After a successful run that spanned five decades, the final Impact was published in January 2020.  Impact was UTMB Health’s employee newsletter. It evolved from a one color printed tabloid newspaper to a full color magazine with a digital component. We’ve archived the past several years on these pages for your review and enjoyment.

Brain copy

Research Briefs - August

Aug 17, 2016, 13:56 PM by User Not Found

Brain copy
Rakez Kayed, PhD,
was recently awarded $1.9 million from the NIH’s National Institute on Aging to study the formation and propagation of tau oligomeric strains in Alzheimer’s disease. Brain cells depend on tau protein to form highways for the cells to receive nutrients and get rid of waste. In Alzheimer’s and other neurodegenerative diseases, the tau protein changes into a toxic tau oligomer. When this happens, molecular nutrients can no longer move to where they are needed and the brain cells eventually die. Tau oligomers are an important drug target because of their toxicity, seeding potency and the ability to propagate a specific abnormal tau conformation and initiate widespread tau pathology. The funding will be used to further explore how tau oligomers form and move throughout the brain. The results of these studies will yield useful results with great potential to advance the development of diagnostic and therapeutic applications to target toxic tau oligomers in Alzheimer’s and identification of useful approaches for screening the best drug candidates.
Mosquito
In collaboration with colleagues from Mexico, UTMB researchers were the first to directly connect the Aedes aegypti mosquito with Zika transmission in the Americas, during an outbreak in southern Mexico. The findings are available in the Journal of Infectious Diseases. Scott Weaver, PhD, director of UTMB’s Institute for Human Infections and Immunity, said the researchers completed a house-to-house survey to identify patients who met the World Health Organization case definition of Zika virus infection in several locations in the state of Chiapas. One hundred nineteen blood samples were collected with permission from people suspected of Zika virus infection. Zika virus was confirmed in 21 percent of the blood samples using a PCR-based test. The researchers also gathered adult mosquitoes in and around 69 homes of suspected Zika patients using backpack aspirators, and identified Zika virus in several samples of A. aegypti but not in other mosquito species. Weaver said that the study indicates that A. aegypti was the principal carrier of Zika virus in the Tapachula area of Chiapas State, based on the detection of virus in several mosquito pools and the prior demonstrated transmission competence of this species of mosquito.

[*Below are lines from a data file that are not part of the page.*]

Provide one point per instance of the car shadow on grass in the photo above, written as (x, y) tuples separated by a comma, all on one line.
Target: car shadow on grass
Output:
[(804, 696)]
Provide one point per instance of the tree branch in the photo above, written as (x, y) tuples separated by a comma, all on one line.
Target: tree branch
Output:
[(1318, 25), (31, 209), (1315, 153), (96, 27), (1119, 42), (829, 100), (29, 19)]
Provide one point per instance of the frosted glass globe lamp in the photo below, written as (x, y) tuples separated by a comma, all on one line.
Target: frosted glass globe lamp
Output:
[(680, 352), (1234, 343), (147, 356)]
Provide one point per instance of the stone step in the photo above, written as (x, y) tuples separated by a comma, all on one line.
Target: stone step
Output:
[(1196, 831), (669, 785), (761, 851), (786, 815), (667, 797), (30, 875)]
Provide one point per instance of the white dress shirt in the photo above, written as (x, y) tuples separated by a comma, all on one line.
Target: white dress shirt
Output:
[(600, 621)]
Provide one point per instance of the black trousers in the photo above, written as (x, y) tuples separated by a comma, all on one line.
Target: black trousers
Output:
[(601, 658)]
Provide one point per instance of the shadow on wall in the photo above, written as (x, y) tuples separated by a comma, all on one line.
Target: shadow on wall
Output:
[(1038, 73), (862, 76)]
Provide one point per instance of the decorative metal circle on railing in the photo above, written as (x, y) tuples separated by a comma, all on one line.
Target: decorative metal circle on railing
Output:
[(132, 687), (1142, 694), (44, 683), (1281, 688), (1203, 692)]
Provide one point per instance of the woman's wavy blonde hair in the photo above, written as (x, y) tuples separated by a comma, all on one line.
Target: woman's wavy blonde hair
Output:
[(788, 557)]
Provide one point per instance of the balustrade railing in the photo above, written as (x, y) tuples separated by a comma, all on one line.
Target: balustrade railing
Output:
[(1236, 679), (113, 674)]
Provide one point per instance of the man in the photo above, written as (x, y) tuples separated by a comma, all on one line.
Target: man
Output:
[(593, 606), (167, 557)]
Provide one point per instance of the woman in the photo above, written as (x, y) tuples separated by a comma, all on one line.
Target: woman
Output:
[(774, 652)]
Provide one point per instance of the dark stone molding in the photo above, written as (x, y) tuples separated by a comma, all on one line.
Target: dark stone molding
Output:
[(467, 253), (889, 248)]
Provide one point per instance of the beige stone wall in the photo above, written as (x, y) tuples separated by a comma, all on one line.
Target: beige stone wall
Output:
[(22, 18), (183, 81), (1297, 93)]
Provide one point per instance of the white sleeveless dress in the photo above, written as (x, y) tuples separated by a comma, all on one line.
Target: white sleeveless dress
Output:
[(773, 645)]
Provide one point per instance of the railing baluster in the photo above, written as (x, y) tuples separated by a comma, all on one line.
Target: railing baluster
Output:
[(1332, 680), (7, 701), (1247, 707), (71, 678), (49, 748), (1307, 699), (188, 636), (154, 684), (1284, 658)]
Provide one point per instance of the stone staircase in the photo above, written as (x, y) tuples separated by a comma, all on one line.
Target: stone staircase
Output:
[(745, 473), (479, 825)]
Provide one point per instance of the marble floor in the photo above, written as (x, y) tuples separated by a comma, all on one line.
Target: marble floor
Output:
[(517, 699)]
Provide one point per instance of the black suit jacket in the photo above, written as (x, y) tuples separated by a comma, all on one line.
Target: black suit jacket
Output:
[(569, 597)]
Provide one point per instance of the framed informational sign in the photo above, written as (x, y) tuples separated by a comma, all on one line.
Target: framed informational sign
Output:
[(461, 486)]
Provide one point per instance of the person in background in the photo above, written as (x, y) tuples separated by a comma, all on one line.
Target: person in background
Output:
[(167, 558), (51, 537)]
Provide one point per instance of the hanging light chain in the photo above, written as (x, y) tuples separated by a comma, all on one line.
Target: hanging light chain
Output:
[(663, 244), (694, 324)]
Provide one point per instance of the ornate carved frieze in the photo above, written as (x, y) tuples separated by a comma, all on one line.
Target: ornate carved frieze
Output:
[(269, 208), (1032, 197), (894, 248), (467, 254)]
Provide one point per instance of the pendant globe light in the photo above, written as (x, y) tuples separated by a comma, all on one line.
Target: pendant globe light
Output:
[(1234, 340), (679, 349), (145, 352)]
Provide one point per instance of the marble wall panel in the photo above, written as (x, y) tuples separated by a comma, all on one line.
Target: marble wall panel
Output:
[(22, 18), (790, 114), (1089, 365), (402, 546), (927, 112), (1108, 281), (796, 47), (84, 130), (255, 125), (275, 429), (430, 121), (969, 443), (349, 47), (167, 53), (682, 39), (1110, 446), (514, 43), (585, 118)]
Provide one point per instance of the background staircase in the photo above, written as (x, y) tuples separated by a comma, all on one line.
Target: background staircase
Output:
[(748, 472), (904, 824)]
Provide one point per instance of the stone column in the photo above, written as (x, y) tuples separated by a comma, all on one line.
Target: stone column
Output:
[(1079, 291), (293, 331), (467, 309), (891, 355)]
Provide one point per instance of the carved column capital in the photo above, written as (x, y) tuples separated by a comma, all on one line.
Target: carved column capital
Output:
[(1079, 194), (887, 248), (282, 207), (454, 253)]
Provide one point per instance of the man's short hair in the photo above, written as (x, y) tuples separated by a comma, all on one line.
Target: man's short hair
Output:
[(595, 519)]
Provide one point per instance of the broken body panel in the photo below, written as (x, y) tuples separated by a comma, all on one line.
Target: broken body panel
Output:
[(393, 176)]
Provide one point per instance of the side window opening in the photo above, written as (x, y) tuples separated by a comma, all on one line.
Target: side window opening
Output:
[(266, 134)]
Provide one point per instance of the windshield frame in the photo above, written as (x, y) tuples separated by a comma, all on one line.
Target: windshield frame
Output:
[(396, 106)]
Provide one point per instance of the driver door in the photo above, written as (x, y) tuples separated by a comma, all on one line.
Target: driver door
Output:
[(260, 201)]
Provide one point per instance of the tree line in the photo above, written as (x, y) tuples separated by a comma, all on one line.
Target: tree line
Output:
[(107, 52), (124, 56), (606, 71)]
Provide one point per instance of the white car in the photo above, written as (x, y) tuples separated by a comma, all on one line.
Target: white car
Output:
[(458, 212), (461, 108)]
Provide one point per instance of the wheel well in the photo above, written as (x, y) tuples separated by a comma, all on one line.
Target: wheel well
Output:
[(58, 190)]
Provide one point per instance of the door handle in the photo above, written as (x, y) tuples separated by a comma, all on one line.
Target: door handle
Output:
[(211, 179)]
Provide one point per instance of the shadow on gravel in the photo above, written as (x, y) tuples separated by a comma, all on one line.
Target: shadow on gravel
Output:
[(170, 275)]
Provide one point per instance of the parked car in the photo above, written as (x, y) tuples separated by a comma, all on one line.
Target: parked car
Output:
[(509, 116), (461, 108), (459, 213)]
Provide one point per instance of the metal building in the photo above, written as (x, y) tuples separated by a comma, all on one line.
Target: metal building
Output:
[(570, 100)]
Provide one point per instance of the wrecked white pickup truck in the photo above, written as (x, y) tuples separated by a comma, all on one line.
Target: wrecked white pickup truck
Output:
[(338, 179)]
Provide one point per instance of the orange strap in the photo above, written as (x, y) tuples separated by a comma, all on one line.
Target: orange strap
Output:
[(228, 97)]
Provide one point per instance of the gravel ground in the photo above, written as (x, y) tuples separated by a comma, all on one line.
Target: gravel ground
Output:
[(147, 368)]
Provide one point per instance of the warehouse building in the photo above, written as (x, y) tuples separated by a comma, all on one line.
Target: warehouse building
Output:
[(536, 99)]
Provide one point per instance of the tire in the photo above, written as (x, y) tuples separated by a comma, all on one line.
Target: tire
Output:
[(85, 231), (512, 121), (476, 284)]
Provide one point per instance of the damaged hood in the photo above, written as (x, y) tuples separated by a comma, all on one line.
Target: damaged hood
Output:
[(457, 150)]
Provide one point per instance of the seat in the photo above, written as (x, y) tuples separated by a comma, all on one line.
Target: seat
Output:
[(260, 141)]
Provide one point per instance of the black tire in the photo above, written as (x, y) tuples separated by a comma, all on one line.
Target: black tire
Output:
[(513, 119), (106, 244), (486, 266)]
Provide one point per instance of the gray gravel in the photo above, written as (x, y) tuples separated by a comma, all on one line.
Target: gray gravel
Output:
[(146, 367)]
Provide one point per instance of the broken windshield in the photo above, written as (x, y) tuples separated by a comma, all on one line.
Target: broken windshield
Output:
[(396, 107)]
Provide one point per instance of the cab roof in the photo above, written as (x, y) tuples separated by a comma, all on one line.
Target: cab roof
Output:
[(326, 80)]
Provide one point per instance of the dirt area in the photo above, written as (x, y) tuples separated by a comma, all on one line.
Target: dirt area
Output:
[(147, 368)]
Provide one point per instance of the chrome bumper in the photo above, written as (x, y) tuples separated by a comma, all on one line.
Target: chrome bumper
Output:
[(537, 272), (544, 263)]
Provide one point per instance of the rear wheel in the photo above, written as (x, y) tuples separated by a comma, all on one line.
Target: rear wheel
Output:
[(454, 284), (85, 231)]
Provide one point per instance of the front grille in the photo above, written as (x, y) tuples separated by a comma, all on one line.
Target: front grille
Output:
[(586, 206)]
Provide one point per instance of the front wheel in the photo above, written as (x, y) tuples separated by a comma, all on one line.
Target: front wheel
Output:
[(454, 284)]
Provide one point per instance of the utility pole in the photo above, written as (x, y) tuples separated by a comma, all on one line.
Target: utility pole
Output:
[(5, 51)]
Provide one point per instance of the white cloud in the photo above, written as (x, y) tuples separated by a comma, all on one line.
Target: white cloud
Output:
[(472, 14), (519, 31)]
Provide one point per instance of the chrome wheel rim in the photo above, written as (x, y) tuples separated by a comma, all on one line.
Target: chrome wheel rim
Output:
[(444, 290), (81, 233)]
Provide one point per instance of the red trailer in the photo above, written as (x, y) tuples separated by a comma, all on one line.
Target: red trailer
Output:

He also stressed that it’s important to note that Zika was not found in Culex quinquefasciatus, another common urban tropical mosquito discussed as a potential Zika vector.
Heart House
Following certain injuries, illnesses or surgeries, patients are often sent to an inpatient rehabilitation facility (IRF) before they return home. Zakkoyya Lewis, a doctoral student in UTMB’s Department of Rehabilitation Services, has found that patients with strong social support from family and friends recover more quickly and spend less time in an IRF. This study is currently available in the Archives of Physical Medicine and Rehabilitation. Lewis said that the social support of family and friends is associated with likelihood of returning to a community rather than being alone. People seem to recover better and have a better quality of life when they know that they have loved ones to depend on. This study was the first to look at how level of social support impacts how long patients need to spend in a rehab facility. For 119,439 Medicare beneficiaries who spent time in an IRF in 2012, the researchers compared the amount of time that Medicare determined patients would need to spend in rehab with the actual length of their stay. They also analyzed social support based on information that the patients provided. The study showed that having strong social support influences how long patients need to spend in rehab when leaving the hospital. Compared with patients that have strong support from family or friends, those with little social support were more likely to need extra time than predicted by Medicare.
Gabrielle Rudenko, PhDZhou Jia02 (2)
Gabrielle Rudenko, PhD, and Jia Zhou, PhD, in the Department of Pharmacology and Toxicology and the Sealy Center for Structural Biology and Molecular Biophysics, together with Eric J. Nestler at Mt. Sinai Medical School, received a five-year R01 grant of $3 million from the National Institutes of Health to develop and optimize new chemical probes that target delta-FosB, a substance which accumulates in highly specific regions of the brain in response to cocaine or other drugs of abuse. The new probes will enable researchers to test the functions and therapeutic potential of deltaFosB as a viable drug target for treating drug addiction. The researchers hope to exploit the structures and functions of deltaFosB to strategically regulate key genes and overcome harmful brain and behavioral adaptations induced by repeated drug use.